Electric cars will have to let go of their subsidy baggage in order to be successful: Opel’s Chief

Having completed the $2.2 billion acquisition of Opel and Vauxhall earlier this year, the PSA Group, like its peers, is now focusing on launching Evs in the market.

As per PSA Group’s Chief executive, Carlos Tavares, although the company will support Opel’s introduction of electric cars into the market, he has highlighted the need for it to be profitable in order to ensure its success, reported German daily, Bild am Sonntag.

“If it works and companies can be profitable that’s good. But if it does not gain acceptance in the market, then everybody: industry, employees, and politicians have a big problem,” said Tavares to the paper.

The PSA Group acquired Opel and Vauxhall for 2.2 billion earlier this year in August.

“We as PSA will make the technology available to Opel to pursue further electrification.
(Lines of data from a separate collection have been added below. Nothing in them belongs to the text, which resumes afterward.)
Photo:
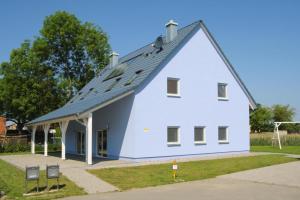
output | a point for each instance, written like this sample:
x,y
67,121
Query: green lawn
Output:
x,y
153,175
285,149
12,182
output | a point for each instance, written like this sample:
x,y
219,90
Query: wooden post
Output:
x,y
63,127
46,130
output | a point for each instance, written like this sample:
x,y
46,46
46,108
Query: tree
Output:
x,y
261,119
283,113
27,88
75,51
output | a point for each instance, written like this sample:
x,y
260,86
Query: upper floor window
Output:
x,y
223,134
173,87
173,135
199,135
222,91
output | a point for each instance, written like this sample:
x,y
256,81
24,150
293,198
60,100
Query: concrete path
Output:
x,y
89,182
284,174
75,170
274,182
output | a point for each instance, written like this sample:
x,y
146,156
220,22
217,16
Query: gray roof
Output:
x,y
132,70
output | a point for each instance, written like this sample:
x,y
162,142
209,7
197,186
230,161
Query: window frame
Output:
x,y
178,87
178,136
226,141
204,135
226,91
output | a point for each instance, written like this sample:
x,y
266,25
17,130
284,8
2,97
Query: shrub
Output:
x,y
266,139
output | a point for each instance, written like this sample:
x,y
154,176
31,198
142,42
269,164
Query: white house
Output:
x,y
177,96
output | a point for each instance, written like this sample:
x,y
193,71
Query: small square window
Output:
x,y
173,135
199,135
222,91
173,87
223,134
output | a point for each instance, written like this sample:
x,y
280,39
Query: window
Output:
x,y
113,85
199,135
222,91
137,73
173,135
223,134
173,87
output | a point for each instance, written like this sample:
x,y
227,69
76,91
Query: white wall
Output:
x,y
199,68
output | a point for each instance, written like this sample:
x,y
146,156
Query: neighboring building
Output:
x,y
2,126
11,125
177,96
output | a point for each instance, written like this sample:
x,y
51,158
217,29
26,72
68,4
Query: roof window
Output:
x,y
118,71
134,76
113,85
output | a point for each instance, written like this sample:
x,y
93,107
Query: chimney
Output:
x,y
113,59
171,30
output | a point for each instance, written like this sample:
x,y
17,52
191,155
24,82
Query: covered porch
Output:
x,y
86,122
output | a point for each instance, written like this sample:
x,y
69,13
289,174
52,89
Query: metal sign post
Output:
x,y
174,168
52,172
32,174
276,131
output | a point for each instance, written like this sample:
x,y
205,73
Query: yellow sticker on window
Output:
x,y
146,130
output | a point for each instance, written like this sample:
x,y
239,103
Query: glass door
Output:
x,y
80,144
102,143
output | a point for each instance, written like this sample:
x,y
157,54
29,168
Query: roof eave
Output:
x,y
252,102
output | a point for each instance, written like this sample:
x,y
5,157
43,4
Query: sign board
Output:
x,y
146,130
52,171
175,167
32,173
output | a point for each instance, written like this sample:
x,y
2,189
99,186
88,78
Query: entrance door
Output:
x,y
80,144
102,143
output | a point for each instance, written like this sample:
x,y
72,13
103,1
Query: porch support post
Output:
x,y
46,130
89,137
63,128
33,140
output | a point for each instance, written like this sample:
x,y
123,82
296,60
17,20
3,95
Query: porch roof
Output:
x,y
132,71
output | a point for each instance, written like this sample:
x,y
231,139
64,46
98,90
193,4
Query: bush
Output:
x,y
20,147
11,148
266,139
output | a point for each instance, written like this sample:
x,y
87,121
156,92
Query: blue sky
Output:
x,y
260,38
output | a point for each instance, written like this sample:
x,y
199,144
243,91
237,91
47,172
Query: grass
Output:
x,y
12,182
161,174
285,149
265,139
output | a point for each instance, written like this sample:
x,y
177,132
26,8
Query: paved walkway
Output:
x,y
276,182
74,169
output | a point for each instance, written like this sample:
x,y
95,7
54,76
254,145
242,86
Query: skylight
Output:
x,y
113,85
118,71
87,93
134,76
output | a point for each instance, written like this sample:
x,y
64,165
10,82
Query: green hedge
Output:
x,y
266,140
12,148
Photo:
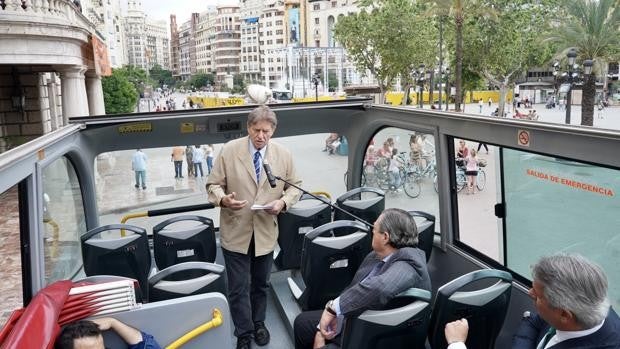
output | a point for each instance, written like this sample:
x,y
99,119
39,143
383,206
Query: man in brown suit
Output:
x,y
248,235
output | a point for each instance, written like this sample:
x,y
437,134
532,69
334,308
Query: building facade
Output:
x,y
146,40
51,63
226,46
107,17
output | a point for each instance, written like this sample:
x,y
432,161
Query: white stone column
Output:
x,y
73,87
94,91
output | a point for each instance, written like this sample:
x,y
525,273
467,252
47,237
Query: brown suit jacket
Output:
x,y
234,172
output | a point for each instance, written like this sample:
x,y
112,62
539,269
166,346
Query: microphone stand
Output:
x,y
324,201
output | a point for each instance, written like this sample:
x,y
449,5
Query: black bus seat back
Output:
x,y
208,277
186,238
329,262
425,223
403,323
127,256
484,308
293,224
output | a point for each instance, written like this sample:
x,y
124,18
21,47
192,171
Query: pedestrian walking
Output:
x,y
209,150
138,165
189,157
198,158
177,158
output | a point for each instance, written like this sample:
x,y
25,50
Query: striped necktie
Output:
x,y
550,333
257,165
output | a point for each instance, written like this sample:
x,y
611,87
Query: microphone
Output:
x,y
270,177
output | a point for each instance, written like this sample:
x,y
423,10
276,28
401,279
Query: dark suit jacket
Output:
x,y
533,328
406,268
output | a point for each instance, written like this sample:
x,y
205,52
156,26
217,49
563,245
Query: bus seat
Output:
x,y
208,277
129,255
330,257
307,214
186,238
97,279
365,202
426,231
484,307
170,319
403,323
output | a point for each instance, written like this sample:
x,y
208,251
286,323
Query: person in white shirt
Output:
x,y
198,158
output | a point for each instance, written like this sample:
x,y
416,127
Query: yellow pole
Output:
x,y
215,322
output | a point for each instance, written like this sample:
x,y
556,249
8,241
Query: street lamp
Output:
x,y
421,79
316,80
572,76
447,88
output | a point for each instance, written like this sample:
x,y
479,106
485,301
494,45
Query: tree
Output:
x,y
593,29
501,48
136,76
119,94
238,84
161,76
201,80
378,38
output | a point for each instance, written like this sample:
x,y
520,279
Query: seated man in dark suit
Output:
x,y
394,265
570,296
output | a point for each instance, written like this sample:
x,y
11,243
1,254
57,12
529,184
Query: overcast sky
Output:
x,y
162,9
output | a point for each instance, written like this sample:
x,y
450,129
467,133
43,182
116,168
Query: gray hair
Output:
x,y
573,283
262,113
400,226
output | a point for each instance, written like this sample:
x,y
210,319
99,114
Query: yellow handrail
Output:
x,y
324,193
215,322
130,216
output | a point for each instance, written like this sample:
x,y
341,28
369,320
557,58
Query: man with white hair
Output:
x,y
570,296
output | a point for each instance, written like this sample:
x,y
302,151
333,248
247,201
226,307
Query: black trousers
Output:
x,y
305,329
248,283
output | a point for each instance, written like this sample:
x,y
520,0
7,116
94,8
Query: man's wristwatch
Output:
x,y
329,307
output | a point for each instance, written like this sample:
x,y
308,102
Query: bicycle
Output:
x,y
461,178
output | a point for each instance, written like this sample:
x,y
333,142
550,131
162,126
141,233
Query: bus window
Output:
x,y
554,204
63,219
477,193
11,271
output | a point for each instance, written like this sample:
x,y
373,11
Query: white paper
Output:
x,y
261,207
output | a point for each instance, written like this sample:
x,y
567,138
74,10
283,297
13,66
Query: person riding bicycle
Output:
x,y
394,170
461,153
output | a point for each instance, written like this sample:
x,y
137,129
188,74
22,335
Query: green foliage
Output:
x,y
332,81
502,47
119,94
161,77
238,84
201,80
136,76
593,29
387,38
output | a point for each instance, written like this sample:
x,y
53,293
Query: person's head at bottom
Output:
x,y
81,334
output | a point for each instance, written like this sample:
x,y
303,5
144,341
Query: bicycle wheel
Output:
x,y
481,180
412,186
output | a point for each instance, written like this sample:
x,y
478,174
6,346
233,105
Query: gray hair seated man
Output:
x,y
570,296
394,265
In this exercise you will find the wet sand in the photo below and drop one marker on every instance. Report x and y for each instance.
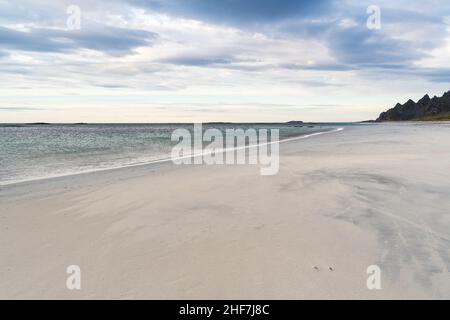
(368, 195)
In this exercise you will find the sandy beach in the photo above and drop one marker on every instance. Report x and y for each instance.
(374, 194)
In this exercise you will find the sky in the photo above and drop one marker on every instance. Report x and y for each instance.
(218, 60)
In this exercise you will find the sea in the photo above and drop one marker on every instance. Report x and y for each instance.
(37, 151)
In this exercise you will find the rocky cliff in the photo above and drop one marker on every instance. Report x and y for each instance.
(436, 108)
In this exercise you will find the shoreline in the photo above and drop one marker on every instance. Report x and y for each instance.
(157, 161)
(340, 203)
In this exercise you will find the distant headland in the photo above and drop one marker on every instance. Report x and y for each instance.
(426, 109)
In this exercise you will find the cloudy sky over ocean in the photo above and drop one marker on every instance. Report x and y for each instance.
(218, 60)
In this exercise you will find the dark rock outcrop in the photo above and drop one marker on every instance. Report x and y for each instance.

If Opel wants to become a fully electric brand some day, we’re ok with that, providing it is profitable,” said Tavares in a joint interview with new Opel Chief Executive Michael Lohscheller.

Tavares underscored the fact that in order for electric cars to be accepted in the market, they need to be marketed without subsidies.

Asked whether Opel will be profitable in three years time, Michael Lohscheller’s the company’s new CEO said, “Opel must be and will be profitable.”

Earlier this month, auto trade weekly Automobilwoche reported that Opel’s losses had widened in the second quarter to nearly $250 million.